None found that the virtual advisors led to increased rates of college enrollment. One study did show that students were slightly more likely to enroll in schools with graduation rates above 70%. Overall, the impact of the program was modest, though it’s too early to tell whether they will affect college graduation rates.
One idea did produce clear benefits: sending high-achieving, low-income Michigan students letters offering them a full ride to the University of Michigan. Those students would likely have been eligible for generous financial aid regardless, but the letter made this clear and meant students didn’t need to fill out financial aid forms. Ultimately, this substantially increased students’ chances of enrolling and persisting in college.
🔗6. District schools feel the pain of charter schools financially, but not academically.
It’s an issue at the heart of opposition to charter schools: how does their expansion affect nearby district schools and the students who attend them?
A number of studies we reviewed this year illustrate how students moving to charter schools strains district finances. Fixed costs, like buildings and certain staff positions, can’t be shed quickly, and long-term changes like staff reductions and school closures can be painful.
On the other hand, two recent studies found some evidence that the arrival of charter schools actually improves the net performance of public school students in an area. One of those studies has drawn questions about its methods (and some overstated claims used to promote it).
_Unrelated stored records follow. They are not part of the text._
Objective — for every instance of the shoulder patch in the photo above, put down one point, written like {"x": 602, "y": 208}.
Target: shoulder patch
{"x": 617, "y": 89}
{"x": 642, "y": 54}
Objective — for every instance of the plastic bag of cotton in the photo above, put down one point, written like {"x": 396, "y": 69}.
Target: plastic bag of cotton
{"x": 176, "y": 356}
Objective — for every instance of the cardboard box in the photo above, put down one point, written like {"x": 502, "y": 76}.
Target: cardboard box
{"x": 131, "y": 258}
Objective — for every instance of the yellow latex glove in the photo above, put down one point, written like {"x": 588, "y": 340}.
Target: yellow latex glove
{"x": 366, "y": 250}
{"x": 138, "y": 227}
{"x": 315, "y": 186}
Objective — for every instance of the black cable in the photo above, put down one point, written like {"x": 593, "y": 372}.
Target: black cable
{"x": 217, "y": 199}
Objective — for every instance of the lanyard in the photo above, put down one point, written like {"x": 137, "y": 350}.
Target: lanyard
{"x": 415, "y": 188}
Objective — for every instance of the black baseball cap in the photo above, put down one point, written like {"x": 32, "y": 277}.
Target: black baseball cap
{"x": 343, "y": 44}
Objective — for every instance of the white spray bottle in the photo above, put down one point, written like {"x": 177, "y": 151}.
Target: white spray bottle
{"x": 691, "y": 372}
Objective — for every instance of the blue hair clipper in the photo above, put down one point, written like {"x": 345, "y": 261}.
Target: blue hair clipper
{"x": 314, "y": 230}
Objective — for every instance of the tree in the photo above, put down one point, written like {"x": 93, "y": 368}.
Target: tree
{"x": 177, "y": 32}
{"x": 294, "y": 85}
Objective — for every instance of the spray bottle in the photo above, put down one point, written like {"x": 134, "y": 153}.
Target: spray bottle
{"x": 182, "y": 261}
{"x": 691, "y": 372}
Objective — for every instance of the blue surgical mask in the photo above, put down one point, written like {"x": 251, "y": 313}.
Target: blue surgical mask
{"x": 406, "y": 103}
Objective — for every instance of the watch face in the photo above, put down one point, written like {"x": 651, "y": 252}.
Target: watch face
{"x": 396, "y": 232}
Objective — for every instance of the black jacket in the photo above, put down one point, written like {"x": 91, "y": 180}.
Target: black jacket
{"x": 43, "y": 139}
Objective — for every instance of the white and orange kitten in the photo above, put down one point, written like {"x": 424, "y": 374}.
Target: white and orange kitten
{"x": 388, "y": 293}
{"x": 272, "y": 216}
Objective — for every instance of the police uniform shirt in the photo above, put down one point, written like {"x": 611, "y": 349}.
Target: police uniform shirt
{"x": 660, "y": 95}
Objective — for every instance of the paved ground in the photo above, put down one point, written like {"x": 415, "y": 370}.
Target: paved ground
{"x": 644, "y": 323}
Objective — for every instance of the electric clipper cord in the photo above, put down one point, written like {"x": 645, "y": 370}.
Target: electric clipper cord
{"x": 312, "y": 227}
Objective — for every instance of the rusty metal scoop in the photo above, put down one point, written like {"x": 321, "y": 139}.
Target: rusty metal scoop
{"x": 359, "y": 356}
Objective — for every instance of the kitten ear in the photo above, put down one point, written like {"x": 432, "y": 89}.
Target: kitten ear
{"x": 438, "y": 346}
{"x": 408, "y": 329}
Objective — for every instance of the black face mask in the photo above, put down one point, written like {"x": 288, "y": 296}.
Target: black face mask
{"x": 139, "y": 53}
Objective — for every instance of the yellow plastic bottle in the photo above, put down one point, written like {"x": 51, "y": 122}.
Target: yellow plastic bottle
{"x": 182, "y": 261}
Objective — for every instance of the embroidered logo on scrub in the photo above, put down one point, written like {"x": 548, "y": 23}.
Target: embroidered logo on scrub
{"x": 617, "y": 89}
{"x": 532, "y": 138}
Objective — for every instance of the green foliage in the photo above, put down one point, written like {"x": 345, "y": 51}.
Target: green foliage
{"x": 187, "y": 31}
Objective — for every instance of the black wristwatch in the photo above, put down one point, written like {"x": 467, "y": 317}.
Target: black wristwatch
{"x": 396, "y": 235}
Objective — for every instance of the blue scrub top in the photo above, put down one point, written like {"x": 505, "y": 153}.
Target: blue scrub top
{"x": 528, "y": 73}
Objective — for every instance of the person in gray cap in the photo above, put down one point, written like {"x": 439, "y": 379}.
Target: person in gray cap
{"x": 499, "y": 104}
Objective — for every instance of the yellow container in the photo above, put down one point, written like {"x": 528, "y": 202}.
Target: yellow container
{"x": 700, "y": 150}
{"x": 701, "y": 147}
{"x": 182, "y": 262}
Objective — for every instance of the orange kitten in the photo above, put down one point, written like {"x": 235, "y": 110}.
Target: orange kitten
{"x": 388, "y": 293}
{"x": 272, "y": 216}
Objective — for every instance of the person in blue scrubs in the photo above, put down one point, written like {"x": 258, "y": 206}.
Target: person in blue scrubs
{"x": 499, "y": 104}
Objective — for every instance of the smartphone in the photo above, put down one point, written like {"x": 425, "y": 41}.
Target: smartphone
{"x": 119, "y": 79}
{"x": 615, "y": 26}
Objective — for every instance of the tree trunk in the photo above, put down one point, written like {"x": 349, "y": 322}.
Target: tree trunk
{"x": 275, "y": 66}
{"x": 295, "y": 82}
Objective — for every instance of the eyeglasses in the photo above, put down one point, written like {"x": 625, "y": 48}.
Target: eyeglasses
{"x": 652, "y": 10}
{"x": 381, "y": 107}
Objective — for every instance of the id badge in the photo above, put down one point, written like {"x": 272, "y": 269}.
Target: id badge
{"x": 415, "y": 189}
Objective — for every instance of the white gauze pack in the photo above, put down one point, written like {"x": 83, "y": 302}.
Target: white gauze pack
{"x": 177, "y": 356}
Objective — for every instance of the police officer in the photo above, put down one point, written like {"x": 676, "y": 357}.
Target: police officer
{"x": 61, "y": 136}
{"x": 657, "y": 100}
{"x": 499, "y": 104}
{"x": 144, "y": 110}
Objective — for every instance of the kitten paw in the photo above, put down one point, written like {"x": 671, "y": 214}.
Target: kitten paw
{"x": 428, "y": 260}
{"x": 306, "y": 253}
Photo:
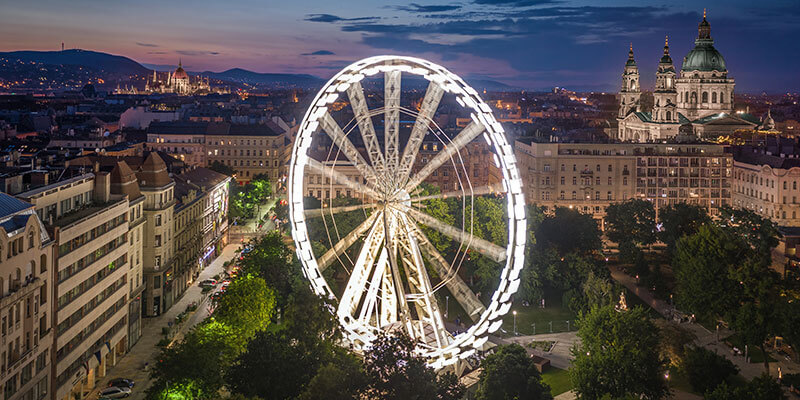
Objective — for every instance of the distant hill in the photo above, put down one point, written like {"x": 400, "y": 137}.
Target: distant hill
{"x": 108, "y": 63}
{"x": 257, "y": 78}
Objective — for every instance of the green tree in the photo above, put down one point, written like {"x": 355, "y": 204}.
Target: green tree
{"x": 222, "y": 168}
{"x": 247, "y": 307}
{"x": 510, "y": 373}
{"x": 631, "y": 224}
{"x": 679, "y": 220}
{"x": 702, "y": 263}
{"x": 706, "y": 369}
{"x": 396, "y": 372}
{"x": 763, "y": 387}
{"x": 275, "y": 366}
{"x": 618, "y": 356}
{"x": 759, "y": 233}
{"x": 342, "y": 379}
{"x": 569, "y": 231}
{"x": 271, "y": 259}
{"x": 201, "y": 357}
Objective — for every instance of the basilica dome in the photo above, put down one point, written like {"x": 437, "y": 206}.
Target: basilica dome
{"x": 180, "y": 73}
{"x": 704, "y": 57}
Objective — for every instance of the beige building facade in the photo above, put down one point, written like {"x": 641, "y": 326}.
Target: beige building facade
{"x": 90, "y": 279}
{"x": 25, "y": 300}
{"x": 589, "y": 177}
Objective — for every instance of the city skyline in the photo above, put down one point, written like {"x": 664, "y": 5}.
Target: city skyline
{"x": 510, "y": 41}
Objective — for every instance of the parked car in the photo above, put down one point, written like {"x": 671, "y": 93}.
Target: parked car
{"x": 208, "y": 283}
{"x": 121, "y": 382}
{"x": 116, "y": 392}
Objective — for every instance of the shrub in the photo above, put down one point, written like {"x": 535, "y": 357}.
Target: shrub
{"x": 706, "y": 369}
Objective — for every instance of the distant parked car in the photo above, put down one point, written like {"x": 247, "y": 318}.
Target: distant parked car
{"x": 121, "y": 382}
{"x": 116, "y": 392}
{"x": 208, "y": 283}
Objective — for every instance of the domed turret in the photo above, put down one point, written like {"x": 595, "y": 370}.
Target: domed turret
{"x": 180, "y": 73}
{"x": 704, "y": 57}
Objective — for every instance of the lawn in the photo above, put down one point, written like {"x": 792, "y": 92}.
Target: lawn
{"x": 561, "y": 317}
{"x": 558, "y": 379}
{"x": 754, "y": 353}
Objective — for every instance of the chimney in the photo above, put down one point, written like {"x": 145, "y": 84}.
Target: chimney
{"x": 102, "y": 187}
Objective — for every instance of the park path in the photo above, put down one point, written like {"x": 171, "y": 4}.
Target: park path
{"x": 145, "y": 351}
{"x": 704, "y": 337}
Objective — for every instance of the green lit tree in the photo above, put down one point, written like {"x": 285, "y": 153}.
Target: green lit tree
{"x": 618, "y": 356}
{"x": 510, "y": 373}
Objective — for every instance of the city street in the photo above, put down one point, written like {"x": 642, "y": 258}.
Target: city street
{"x": 131, "y": 366}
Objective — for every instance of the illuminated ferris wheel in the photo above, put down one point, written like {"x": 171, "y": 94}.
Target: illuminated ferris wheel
{"x": 389, "y": 285}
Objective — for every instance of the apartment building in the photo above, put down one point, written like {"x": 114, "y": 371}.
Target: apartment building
{"x": 90, "y": 278}
{"x": 25, "y": 298}
{"x": 157, "y": 249}
{"x": 590, "y": 177}
{"x": 249, "y": 149}
{"x": 201, "y": 222}
{"x": 124, "y": 183}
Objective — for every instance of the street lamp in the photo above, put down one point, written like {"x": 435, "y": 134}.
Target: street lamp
{"x": 515, "y": 322}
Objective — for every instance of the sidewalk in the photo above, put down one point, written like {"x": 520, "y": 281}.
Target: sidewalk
{"x": 131, "y": 365}
{"x": 705, "y": 337}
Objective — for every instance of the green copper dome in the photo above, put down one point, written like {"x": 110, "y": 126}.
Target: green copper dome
{"x": 704, "y": 57}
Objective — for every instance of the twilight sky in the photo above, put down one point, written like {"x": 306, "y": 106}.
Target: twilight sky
{"x": 535, "y": 44}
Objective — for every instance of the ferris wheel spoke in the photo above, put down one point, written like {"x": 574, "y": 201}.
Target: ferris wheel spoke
{"x": 465, "y": 136}
{"x": 363, "y": 269}
{"x": 359, "y": 105}
{"x": 345, "y": 243}
{"x": 432, "y": 331}
{"x": 484, "y": 247}
{"x": 391, "y": 122}
{"x": 457, "y": 287}
{"x": 350, "y": 151}
{"x": 318, "y": 212}
{"x": 478, "y": 191}
{"x": 429, "y": 105}
{"x": 341, "y": 178}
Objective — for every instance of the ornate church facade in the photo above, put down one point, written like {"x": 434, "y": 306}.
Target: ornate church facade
{"x": 178, "y": 82}
{"x": 698, "y": 103}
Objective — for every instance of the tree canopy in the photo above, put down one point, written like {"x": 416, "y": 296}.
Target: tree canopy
{"x": 618, "y": 356}
{"x": 510, "y": 373}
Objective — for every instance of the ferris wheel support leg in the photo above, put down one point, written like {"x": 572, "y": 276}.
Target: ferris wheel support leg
{"x": 457, "y": 287}
{"x": 326, "y": 259}
{"x": 425, "y": 301}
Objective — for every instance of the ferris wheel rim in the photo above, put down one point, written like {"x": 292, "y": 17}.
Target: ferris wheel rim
{"x": 462, "y": 346}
Still, most research shows that charter expansion does not hurt — and may slightly boost — test scores in district schools.
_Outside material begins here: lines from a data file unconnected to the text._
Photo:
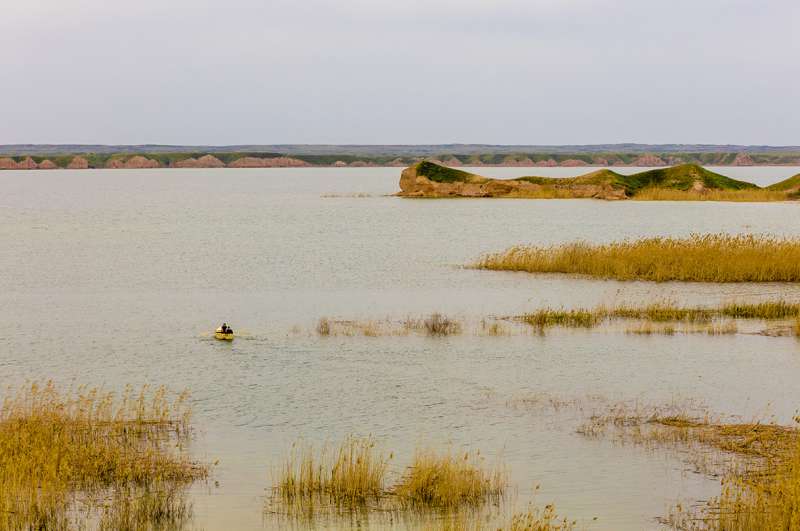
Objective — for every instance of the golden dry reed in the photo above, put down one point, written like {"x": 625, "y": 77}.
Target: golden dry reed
{"x": 350, "y": 473}
{"x": 693, "y": 319}
{"x": 447, "y": 481}
{"x": 746, "y": 195}
{"x": 761, "y": 489}
{"x": 62, "y": 453}
{"x": 698, "y": 258}
{"x": 433, "y": 325}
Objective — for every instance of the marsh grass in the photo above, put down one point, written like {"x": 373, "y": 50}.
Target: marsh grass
{"x": 349, "y": 474}
{"x": 447, "y": 480}
{"x": 698, "y": 258}
{"x": 745, "y": 195}
{"x": 434, "y": 325}
{"x": 61, "y": 454}
{"x": 663, "y": 317}
{"x": 439, "y": 325}
{"x": 534, "y": 518}
{"x": 763, "y": 310}
{"x": 761, "y": 476}
{"x": 669, "y": 329}
{"x": 351, "y": 478}
{"x": 578, "y": 318}
{"x": 540, "y": 519}
{"x": 648, "y": 328}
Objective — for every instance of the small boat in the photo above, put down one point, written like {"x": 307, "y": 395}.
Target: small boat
{"x": 226, "y": 335}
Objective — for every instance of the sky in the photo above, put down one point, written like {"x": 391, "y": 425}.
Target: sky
{"x": 227, "y": 72}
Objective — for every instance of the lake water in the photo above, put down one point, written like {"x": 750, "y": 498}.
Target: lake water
{"x": 116, "y": 277}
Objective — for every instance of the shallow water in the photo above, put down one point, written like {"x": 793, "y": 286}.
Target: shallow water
{"x": 116, "y": 277}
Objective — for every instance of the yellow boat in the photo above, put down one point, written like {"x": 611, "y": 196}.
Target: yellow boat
{"x": 223, "y": 336}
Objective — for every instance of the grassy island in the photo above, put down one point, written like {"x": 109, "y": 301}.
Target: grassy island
{"x": 698, "y": 258}
{"x": 687, "y": 182}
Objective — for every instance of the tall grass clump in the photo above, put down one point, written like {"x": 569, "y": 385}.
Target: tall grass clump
{"x": 578, "y": 318}
{"x": 699, "y": 258}
{"x": 349, "y": 474}
{"x": 779, "y": 309}
{"x": 448, "y": 481}
{"x": 764, "y": 499}
{"x": 439, "y": 325}
{"x": 746, "y": 195}
{"x": 61, "y": 452}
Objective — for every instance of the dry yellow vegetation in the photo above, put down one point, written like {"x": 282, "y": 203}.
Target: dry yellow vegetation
{"x": 448, "y": 480}
{"x": 63, "y": 453}
{"x": 698, "y": 258}
{"x": 350, "y": 473}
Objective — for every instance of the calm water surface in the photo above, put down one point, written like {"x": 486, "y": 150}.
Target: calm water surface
{"x": 116, "y": 277}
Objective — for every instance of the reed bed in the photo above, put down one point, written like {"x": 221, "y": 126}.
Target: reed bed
{"x": 349, "y": 474}
{"x": 746, "y": 195}
{"x": 662, "y": 317}
{"x": 698, "y": 258}
{"x": 763, "y": 310}
{"x": 352, "y": 477}
{"x": 711, "y": 329}
{"x": 61, "y": 453}
{"x": 434, "y": 325}
{"x": 761, "y": 483}
{"x": 534, "y": 518}
{"x": 448, "y": 481}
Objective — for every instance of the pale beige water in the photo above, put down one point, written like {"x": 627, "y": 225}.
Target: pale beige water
{"x": 116, "y": 277}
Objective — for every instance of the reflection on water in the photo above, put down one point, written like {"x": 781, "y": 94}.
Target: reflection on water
{"x": 116, "y": 277}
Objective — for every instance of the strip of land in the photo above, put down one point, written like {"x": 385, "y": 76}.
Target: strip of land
{"x": 683, "y": 182}
{"x": 89, "y": 156}
{"x": 698, "y": 258}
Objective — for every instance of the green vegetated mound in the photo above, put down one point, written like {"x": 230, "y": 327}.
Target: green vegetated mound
{"x": 792, "y": 184}
{"x": 682, "y": 182}
{"x": 683, "y": 177}
{"x": 443, "y": 174}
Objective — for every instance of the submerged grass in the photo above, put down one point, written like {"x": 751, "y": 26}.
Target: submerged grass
{"x": 350, "y": 473}
{"x": 699, "y": 258}
{"x": 447, "y": 480}
{"x": 434, "y": 325}
{"x": 61, "y": 454}
{"x": 662, "y": 317}
{"x": 761, "y": 486}
{"x": 745, "y": 195}
{"x": 352, "y": 477}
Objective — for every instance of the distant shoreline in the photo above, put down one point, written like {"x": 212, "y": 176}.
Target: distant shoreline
{"x": 236, "y": 160}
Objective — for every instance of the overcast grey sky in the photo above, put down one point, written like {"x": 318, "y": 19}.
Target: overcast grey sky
{"x": 394, "y": 71}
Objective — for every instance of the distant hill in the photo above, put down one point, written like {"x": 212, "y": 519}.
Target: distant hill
{"x": 394, "y": 149}
{"x": 49, "y": 156}
{"x": 682, "y": 182}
🔗7. Restorative justice can come with risks as well as rewards.
Restorative justice, or responding to misbehavior with discussion and an intent to repair harm, has rapidly spread as schools re-think more punitive suspension and discipline policies, which have been disproportionately meted out on black students. But its effects on student outcomes hadn’t been rigorously studied. That’s why it was a big deal when a random-assignment study on such an initiative was released earlier this year.
The paper, which focused on two dozen schools in Pittsburgh, found that adopting restorative justice policies decreased suspension rates, particularly for black students. It also found that teachers felt more positive about their school climate as a result of the program.
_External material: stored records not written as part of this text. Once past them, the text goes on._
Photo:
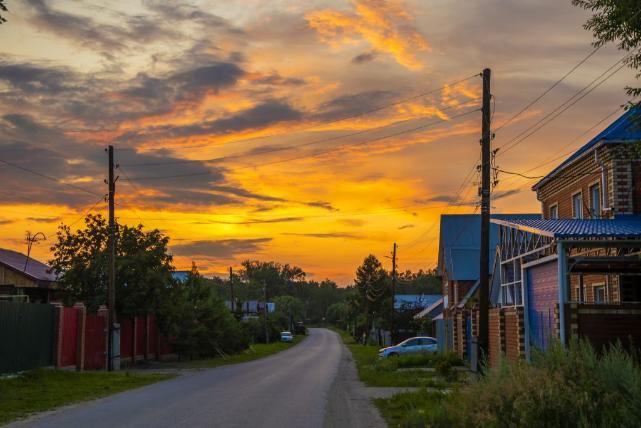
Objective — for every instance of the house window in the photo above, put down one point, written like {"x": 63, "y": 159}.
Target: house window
{"x": 577, "y": 205}
{"x": 595, "y": 201}
{"x": 599, "y": 294}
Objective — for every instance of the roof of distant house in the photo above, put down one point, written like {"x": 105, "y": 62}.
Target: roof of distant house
{"x": 35, "y": 270}
{"x": 624, "y": 129}
{"x": 417, "y": 300}
{"x": 460, "y": 243}
{"x": 627, "y": 226}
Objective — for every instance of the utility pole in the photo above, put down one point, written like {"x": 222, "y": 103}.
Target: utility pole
{"x": 392, "y": 326}
{"x": 111, "y": 291}
{"x": 265, "y": 311}
{"x": 231, "y": 288}
{"x": 484, "y": 275}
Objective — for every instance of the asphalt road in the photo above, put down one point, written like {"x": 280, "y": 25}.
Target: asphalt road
{"x": 289, "y": 389}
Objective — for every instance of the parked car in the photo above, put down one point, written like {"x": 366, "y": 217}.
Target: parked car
{"x": 300, "y": 328}
{"x": 286, "y": 336}
{"x": 413, "y": 345}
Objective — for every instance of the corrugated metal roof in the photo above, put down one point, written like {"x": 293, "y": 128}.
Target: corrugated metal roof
{"x": 621, "y": 227}
{"x": 624, "y": 129}
{"x": 35, "y": 269}
{"x": 460, "y": 243}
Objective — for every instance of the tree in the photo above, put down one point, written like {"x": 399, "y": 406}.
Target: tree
{"x": 617, "y": 21}
{"x": 143, "y": 266}
{"x": 197, "y": 321}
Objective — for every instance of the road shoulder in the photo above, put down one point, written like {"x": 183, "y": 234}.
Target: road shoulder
{"x": 348, "y": 403}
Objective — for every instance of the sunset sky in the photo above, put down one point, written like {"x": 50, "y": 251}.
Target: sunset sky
{"x": 283, "y": 130}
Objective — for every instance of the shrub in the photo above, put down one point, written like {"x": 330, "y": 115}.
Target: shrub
{"x": 573, "y": 387}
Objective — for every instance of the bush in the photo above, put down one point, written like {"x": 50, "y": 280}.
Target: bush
{"x": 573, "y": 387}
But the bad news was that restorative justice led to a decline in students’ math test scores in grades 3 through 8, and the drop was particularly steep for black students. The initiative also caused an increase in students saying their teachers struggled to manage classroom behavior.
A separate study, released earlier this year, found that restorative justice policies in an anonymous city school district pushed suspension rates down overall. But white students saw their suspensions fall dramatically, while black students’ rate barely budged. That meant the program effectively widened racial disparities.
This is the opposite of what was seen in Pittsburgh, and there is still little research on restorative justice in schools.
🔗8. More education dollars help students.
Four new studies found that more education spending benefited low-income students. In one Texas study, for instance, an extra $1,000 in per-pupil spending over the course of a student’s schooling caused high school dropout rates to fall by 2 percentage points and college graduation rates to increase by 4 points. Gains were generally larger for students in predominantly low-income, Hispanic school districts.
One notable exception to this trend: Another study in Texas found that an oil boom led to more funds for schools, but a decline in student achievement. That’s likely thanks to increased teacher turnover as other jobs in the area became more appealing.